WebSockets cost us $1M on our AWS bill

1. cosmotic ◴[06 Nov 24 19:25 UTC] No.42067844[source]▶

>>42067275 (OP) #

Why decode to then turn around and re-encode?

replies(3): >>42068029 #>>42068118 #>>42068185 #

2. ketzo ◴[06 Nov 24 19:36 UTC] No.42068029[source]▶

>>42067844 (TP) #

I had the same question, but I imagine that the "media pipeline" box with a line that goes directly from "compositor" to "encoder" is probably hiding quite a lot of complexity

Recall's offering allows you to get "audio, video, transcripts, and metadata" from video calls -- again, total conjecture, but I imagine they do need to decode into raw format in order to split out all these end-products (and then re-encode for a video recording specifically.)

3. pavlov ◴[06 Nov 24 19:42 UTC] No.42068118[source]▶

>>42067844 (TP) #

Reading their product page, it seems like Recall captures meetings on whatever platform their customers are using: Zoom, Teams, Google Meet, etc.

Since they don't have API access to all these platforms, the best they can do to capture the A/V streams is simply to join the meeting in a headless browser on a server, then capture the browser's output and re-encode it.

replies(1): >>42068689 #

4. Szpadel ◴[06 Nov 24 19:45 UTC] No.42068185[source]▶

>>42067844 (TP) #

my guess is either that video they get use some proprietary encoding format (js might do some magic on the feed) or it's because it's latency optimized stream that consumes a lot of bandwidth

5. MrBuddyCasino ◴[06 Nov 24 20:18 UTC] No.42068689[source]▶

>>42068118 #

They‘re already hacking Chromium. If the compressed video data is unavailable in JS, they could change that instead.

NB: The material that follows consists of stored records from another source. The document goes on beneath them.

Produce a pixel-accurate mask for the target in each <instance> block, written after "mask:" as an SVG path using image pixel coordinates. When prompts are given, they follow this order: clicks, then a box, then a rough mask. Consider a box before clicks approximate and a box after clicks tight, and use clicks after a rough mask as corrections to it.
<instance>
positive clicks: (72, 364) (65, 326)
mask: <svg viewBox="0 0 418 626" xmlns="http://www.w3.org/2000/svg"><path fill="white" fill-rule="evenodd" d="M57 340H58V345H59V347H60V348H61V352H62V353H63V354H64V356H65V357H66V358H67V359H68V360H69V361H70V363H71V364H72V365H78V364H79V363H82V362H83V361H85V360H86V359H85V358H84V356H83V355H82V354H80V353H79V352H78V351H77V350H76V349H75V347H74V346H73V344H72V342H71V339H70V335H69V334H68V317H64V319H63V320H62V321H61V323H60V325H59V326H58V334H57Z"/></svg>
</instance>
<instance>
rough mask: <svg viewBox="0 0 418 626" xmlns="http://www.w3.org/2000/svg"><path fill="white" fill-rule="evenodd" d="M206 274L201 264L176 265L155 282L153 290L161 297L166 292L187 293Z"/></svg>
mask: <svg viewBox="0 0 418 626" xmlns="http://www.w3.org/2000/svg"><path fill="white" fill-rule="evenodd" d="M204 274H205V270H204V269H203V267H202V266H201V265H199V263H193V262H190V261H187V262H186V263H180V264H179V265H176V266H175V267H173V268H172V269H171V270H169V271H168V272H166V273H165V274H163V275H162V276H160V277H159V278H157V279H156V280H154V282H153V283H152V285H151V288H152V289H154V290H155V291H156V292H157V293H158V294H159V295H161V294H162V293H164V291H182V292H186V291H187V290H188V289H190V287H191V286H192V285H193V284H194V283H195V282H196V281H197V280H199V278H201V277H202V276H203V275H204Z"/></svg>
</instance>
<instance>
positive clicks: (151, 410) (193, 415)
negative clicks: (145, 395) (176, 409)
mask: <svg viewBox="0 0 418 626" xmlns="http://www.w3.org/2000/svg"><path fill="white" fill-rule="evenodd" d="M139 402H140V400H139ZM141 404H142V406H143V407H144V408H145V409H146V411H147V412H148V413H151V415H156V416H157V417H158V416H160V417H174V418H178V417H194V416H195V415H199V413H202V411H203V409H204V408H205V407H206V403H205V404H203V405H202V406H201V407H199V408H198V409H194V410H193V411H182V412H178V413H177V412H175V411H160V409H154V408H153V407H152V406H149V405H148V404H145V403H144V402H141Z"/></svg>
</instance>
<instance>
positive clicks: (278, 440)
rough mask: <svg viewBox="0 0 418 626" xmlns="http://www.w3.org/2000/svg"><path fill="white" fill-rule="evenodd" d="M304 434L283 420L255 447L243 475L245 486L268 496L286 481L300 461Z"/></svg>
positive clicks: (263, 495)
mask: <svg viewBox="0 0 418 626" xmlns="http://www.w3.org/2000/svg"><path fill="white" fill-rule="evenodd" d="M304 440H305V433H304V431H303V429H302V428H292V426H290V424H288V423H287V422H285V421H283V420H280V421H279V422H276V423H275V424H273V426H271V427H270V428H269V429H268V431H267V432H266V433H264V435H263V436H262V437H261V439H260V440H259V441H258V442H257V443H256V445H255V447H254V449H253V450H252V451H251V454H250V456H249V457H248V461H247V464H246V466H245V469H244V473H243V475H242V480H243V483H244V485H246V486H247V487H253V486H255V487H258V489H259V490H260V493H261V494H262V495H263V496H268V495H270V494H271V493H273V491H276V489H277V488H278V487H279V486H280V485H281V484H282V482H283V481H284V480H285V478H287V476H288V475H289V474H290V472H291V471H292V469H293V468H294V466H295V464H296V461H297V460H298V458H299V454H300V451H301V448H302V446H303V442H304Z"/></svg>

replies(2): >>42068828 #>>42069540 #

6. moogly ◴[06 Nov 24 20:28 UTC] No.42068828{3}[source]▶

>>42068689 #

They did what every other startup does: put the PoC in production.

7. pavlov ◴[06 Nov 24 21:17 UTC] No.42069540{3}[source]▶

>>42068689 #

If you want to support every meeting platform, you can’t really make any assumptions about the data format.

To my knowledge, Zoom’s web client uses a custom codec delivered inside a WASM blob. How would you capture that video data to forward it to your recording system? How do you decode it later?

Even if the incoming streams are in a standard format, compositing the meeting as a post-processing operation from raw recorded tracks isn’t simple. Video call participants have gaps and network issues and layer changes, you can’t assume much anything about the samples as you would with typical video files. (Coincidentally this is exactly what I’m working on right now at my job.)

replies(1): >>42072925 #

8. cosmotic ◴[07 Nov 24 03:04 UTC] No.42072925{4}[source]▶

>>42069540 #

At some point, I'd hope the result of zooms code quickly becomes something that can be hardware decoded. Otherwise the CPU, battery consumption, and energy usage are going to be through the roof.

replies(1): >>42074896 #

9. pavlov ◴[07 Nov 24 08:51 UTC] No.42074896{5}[source]▶

>>42072925 #

The most common video conferencing codec on WebRTC is VP8, which is not hardware decoded either almost anywhere. Zoom’s own codec must be an efficiency improvement over VP8, which is best described as patent-free leftovers from the back of the fridge.

Hardware decoding works best when you have a single stable high bitrate stream with predictable keyframes — something like a 4K video player.

Video meetings are not like that. You may have a dozen participant streams, and most of them are suffering from packet loss. Lots of decoder context switching and messy samples is not ideal for typical hardware decoders.

replies(1): >>42077155 #

10. MrBuddyCasino ◴[07 Nov 24 14:55 UTC] No.42077155{6}[source]▶

>>42074896 #

This makes sense. I find it curious that a WASM codec could be competitive with something that is presumably decoded natively. I know Teams is a CPU hog, but I don't remember Zoom being one.